Literary scholar Holly Crocker, despite the evidence, said she “remain[ed] insistent that the questions feminists have raised about the intersection of rape culture and women’s labor should shape our collective approach to these documents.”
The researchers had to cover themselves by injecting the viewpoint of outside feminist scholars that had not participated in the research.
At the same time, Sobecki said he had been concerned that the discovery would be seen as simply “exonerating” a wrongly accused famous man, while also undermining valuable feminist scholarship.
To head off that possibility, he said, he and the journal’s editors sought commentary from three prominent feminist scholars…
This sad attempt to mollify left-wing feminists met the evident approval of Schuessler:
And even if Chaucer didn’t rape Chaumpaigne, Sobecki and Roger write in their article, it’s important to continue to discuss how he “participated in hegemonic discourses that shaped the lives of all women.”

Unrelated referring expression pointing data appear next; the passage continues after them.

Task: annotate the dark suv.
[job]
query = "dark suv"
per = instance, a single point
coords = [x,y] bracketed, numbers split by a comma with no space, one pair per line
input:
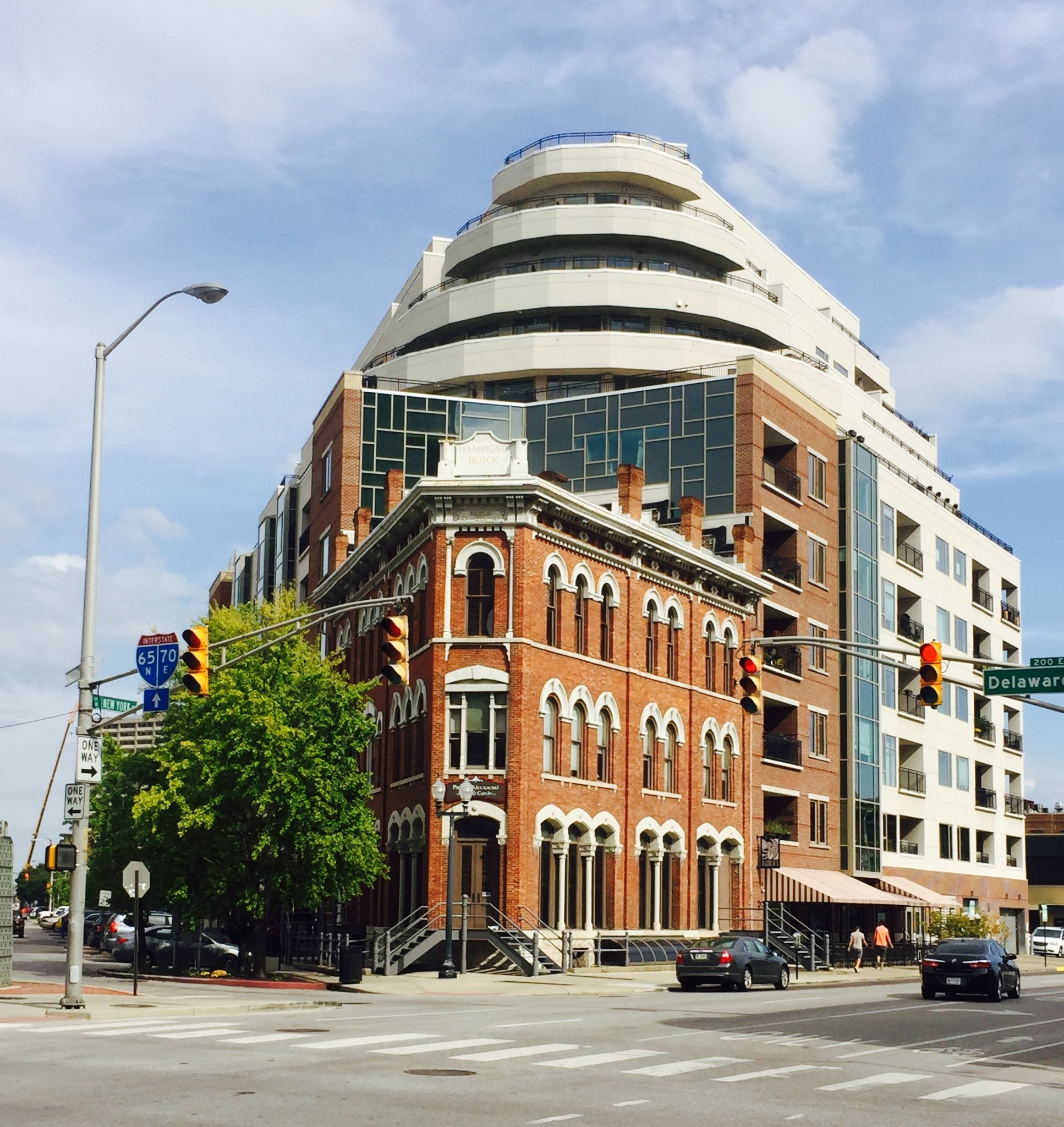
[969,966]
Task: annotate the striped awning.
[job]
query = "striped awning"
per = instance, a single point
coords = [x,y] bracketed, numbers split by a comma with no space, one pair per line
[825,886]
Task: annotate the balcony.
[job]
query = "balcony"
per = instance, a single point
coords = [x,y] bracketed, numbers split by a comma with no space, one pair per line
[782,748]
[783,659]
[781,567]
[785,480]
[911,556]
[983,599]
[910,703]
[910,628]
[912,781]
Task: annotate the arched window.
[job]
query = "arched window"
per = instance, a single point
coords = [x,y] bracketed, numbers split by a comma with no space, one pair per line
[650,748]
[480,597]
[605,749]
[581,616]
[576,743]
[668,776]
[550,737]
[553,600]
[672,645]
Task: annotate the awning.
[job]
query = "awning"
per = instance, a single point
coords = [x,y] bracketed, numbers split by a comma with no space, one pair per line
[928,896]
[825,886]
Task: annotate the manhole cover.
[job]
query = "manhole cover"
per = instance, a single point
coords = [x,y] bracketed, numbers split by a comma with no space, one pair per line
[440,1072]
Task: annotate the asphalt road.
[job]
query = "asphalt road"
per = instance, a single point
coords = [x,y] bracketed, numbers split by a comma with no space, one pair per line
[831,1055]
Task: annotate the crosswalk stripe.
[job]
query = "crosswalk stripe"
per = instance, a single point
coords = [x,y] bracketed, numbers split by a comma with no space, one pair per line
[883,1077]
[765,1073]
[597,1059]
[676,1068]
[343,1043]
[519,1052]
[442,1046]
[975,1090]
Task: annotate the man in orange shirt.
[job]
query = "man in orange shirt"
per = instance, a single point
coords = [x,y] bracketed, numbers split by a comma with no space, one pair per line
[881,943]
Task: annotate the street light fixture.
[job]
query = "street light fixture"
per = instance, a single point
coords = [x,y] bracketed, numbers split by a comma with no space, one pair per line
[466,791]
[73,999]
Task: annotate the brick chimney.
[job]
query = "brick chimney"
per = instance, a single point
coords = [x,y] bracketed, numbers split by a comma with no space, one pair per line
[392,489]
[691,513]
[629,490]
[744,538]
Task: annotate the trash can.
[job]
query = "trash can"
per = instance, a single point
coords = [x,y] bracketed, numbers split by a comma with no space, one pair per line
[352,957]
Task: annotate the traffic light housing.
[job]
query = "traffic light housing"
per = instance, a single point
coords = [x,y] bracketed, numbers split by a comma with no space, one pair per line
[750,682]
[931,673]
[198,679]
[396,649]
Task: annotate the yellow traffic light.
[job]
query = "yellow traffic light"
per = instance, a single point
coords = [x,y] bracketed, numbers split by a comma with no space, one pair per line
[931,673]
[198,679]
[396,649]
[750,683]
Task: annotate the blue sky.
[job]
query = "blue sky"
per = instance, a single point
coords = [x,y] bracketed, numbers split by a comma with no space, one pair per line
[907,155]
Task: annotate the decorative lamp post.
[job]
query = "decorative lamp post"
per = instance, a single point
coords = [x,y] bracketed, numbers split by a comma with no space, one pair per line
[465,794]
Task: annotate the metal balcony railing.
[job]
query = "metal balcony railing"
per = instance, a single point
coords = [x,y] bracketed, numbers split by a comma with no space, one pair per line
[787,659]
[910,628]
[783,479]
[781,567]
[911,556]
[782,748]
[913,781]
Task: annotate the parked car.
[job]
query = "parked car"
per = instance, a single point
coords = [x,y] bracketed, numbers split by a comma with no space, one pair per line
[969,966]
[732,961]
[1047,942]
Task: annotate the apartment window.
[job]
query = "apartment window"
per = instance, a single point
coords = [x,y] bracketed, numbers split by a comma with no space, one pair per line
[818,822]
[890,761]
[819,735]
[818,477]
[477,731]
[818,561]
[941,555]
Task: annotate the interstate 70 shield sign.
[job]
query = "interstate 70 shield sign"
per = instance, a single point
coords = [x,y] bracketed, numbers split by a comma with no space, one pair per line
[157,659]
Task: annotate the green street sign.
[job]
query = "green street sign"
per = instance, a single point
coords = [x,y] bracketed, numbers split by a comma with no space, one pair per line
[112,703]
[1024,680]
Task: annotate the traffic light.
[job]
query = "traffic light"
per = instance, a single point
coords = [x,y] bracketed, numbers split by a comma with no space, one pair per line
[396,650]
[931,673]
[198,679]
[750,683]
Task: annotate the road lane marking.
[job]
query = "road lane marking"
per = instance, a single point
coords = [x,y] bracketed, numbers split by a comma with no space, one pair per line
[597,1059]
[469,1043]
[677,1068]
[977,1090]
[519,1052]
[883,1077]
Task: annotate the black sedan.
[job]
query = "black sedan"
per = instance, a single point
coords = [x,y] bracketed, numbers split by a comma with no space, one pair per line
[732,961]
[969,966]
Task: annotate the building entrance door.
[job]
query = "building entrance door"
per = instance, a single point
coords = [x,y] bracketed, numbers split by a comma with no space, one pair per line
[478,859]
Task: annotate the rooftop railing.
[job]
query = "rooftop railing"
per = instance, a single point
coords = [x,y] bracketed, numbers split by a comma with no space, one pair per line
[641,140]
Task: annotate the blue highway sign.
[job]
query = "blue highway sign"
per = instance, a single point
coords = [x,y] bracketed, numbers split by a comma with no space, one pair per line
[157,659]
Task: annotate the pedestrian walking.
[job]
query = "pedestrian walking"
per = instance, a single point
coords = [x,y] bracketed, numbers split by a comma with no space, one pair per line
[857,945]
[881,943]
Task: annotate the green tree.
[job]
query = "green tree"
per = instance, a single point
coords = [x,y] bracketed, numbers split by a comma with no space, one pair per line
[254,798]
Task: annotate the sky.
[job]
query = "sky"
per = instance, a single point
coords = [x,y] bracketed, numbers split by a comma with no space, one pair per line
[907,155]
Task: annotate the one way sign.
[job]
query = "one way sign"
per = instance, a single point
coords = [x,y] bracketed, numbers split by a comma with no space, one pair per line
[89,760]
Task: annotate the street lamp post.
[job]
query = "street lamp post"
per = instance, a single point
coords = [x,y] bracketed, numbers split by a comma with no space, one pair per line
[465,794]
[73,998]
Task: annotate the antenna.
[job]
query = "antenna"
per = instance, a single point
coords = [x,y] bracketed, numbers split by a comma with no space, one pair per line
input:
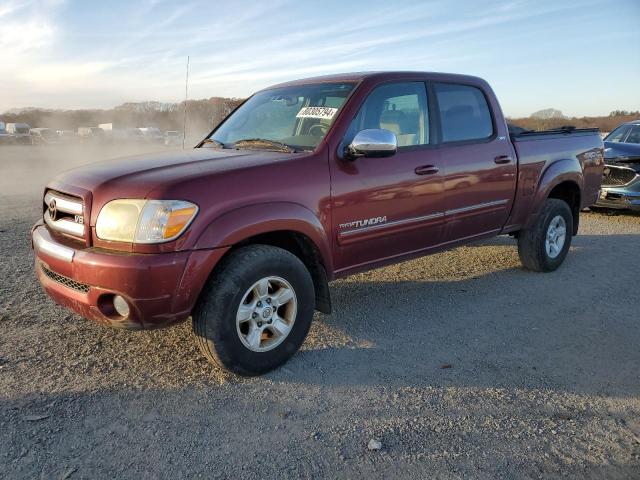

Actual facts no longer matter, only the preservation of the narrative of “misogyny” in Chaucer scholarship.
[Professor Samantha Katz Seal] said she found the new research persuasive and “brilliant.” But while it dispelled the rape charge, she said, it did not change the way the charge --and what she said was the often cavalier, misogynist discussion of it by male scholars --had shaped Chaucer scholarship….And the new evidence, Seal said, did not change the fact that Chaucer’s poetry was “embedded in a systematic rape culture.”
Recently, Schuessler has been much more forgiving to convicted cop killers.